Over the next 10 years he hopes to motivate up to one billion people to get into the often routine business of saving energy and so cutting carbon emissions, by such means as turning off televisions and mobile phone rechargers.
Global Cool also wants to invest up to 1 billion pounds (US$1.97 billion) of their money in up to 100 million tonnes of offsets -- each equal to 1 tonne of carbon emissions cuts.
His charity reels off a list of A-list names in music and film who it says are helping communicate its message -- although not present at the launch -- including Leonardo Di Caprio, Orlando Bloom and Daryl Hannah.
To spread the message it has formed a partnership with News Corp.'s online networking site, MySpace, and the music magazine NME.
"The Global Cool movement coincides with a massive tipping point in media and communications," said the head of media for the charity, Richard Kilgarriff.
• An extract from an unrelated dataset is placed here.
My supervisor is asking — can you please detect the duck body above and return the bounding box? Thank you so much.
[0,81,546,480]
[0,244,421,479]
Carbon offsetting involves paying others to cut emissions by helping to build wind farms in developing contries, for example.
Global Cool would only spend its donors' funds in a regulated market for such offsets, for example under the Kyoto Protocol on global warming in a market overseen by the United Nations.
Specialist bank Climate Change Capital (CCC) is one big player in the market -- which is also attracting big bank investors -- saying it holds over 50 million tonnes of carbon credits, and is one potential seller to Global Cool.
CCC Vice-Chairman James Cameron said there was no conflict of interest with his being chair of the Global Cool Foundation that would invest the charity's funds.
"Climate Change Capital will be a place to go (to buy credits)," Cameron told Reuters.
"I'd be very careful to make a distinction between CCC interests and my role in the Foundation," he said, adding that an independent third party would make Global Cool's carbon credit purchases.
To arrest climate change the world needs to cut its annual emissions by 7 billion tonnes of carbon and Global Cool could achieve up to 1 billion tonnes of that, said Tariq Ali, research director at Imperial College, supporting the launch.